Músico, compositor e ilustrador olavarriense, Emiliano propone en este trabajo una conversación íntima entre su mundo interior y aquello que la música puede expresar cuando las palabras no alcanzan. Su recorrido como baterista y percusionista está presente en la riqueza rítmica del disco, pero es su faceta como compositor la que toma protagonismo, revelando una identidad sensible y personal.
Las canciones de “Cielo para armar” son pequeñas postales emocionales. Algunas llegan desde la palabra; otras, desde lo instrumental. Todas transitan un mismo territorio: el de los silencios, las imágenes y esos espacios entre notas donde también respiran los recuerdos y los sueños.
El disco reúne canciones de autoría de Emiliano Palacios, con producción y grabación de Ignacio Montoya Carlotto, quien además participa en piano, acordeón y voces. El trabajo se completa con la participación de Agustín Begue en guitarra y voz, Inés Maddío y Valentina Fernández en voces, y Facundo Ferreira en bongó.
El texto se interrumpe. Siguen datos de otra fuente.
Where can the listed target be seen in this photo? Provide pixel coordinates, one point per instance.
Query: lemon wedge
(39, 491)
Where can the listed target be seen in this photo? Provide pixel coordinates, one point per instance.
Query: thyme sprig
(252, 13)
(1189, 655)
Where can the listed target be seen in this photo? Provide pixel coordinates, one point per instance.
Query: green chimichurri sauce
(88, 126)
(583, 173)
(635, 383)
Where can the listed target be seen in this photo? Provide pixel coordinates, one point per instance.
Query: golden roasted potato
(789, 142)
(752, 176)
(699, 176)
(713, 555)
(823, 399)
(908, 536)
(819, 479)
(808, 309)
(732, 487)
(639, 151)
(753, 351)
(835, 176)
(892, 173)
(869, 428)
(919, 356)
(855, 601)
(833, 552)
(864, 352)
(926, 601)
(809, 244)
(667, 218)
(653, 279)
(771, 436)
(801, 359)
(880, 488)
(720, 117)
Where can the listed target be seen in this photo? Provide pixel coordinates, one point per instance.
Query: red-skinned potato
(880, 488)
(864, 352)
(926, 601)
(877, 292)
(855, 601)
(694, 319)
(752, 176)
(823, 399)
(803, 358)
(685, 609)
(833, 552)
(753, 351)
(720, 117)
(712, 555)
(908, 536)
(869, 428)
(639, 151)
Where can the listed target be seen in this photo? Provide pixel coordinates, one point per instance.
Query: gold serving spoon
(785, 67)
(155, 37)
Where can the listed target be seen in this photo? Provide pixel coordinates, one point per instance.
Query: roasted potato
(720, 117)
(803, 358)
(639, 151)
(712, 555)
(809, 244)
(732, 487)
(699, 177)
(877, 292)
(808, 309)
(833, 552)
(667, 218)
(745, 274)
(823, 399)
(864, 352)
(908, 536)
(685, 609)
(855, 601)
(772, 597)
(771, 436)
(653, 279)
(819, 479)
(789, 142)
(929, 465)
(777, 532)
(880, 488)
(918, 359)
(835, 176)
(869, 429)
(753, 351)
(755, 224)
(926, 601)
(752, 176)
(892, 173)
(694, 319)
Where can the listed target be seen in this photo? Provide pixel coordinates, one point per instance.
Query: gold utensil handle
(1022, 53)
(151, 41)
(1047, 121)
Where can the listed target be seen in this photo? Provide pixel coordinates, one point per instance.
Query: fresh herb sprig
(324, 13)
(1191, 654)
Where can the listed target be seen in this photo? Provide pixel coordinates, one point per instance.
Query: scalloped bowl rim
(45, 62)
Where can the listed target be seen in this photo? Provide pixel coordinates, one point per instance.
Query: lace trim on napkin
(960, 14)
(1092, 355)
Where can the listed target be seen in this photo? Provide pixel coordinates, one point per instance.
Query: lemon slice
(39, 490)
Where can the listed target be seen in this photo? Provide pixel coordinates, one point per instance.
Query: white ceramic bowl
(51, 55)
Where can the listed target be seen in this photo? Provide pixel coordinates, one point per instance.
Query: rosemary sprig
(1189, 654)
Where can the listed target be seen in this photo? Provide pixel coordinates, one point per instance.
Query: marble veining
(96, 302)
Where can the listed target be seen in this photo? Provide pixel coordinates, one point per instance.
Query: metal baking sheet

En este bello trabajo conviven una diversidad de ritmos donde resuena Latinoamérica desde distintas perspectivas, atravesada por una mirada jazzística que amplía los paisajes sonoros. Todo está tejido con un cuidado especial, con la sensibilidad de una producción amorosa y comprometida.
“Cielo para armar” es una invitación a quedarse un rato junto a las canciones, respirar su atmósfera y mirar hacia adentro. Un disco que no solo se escucha: también se habita.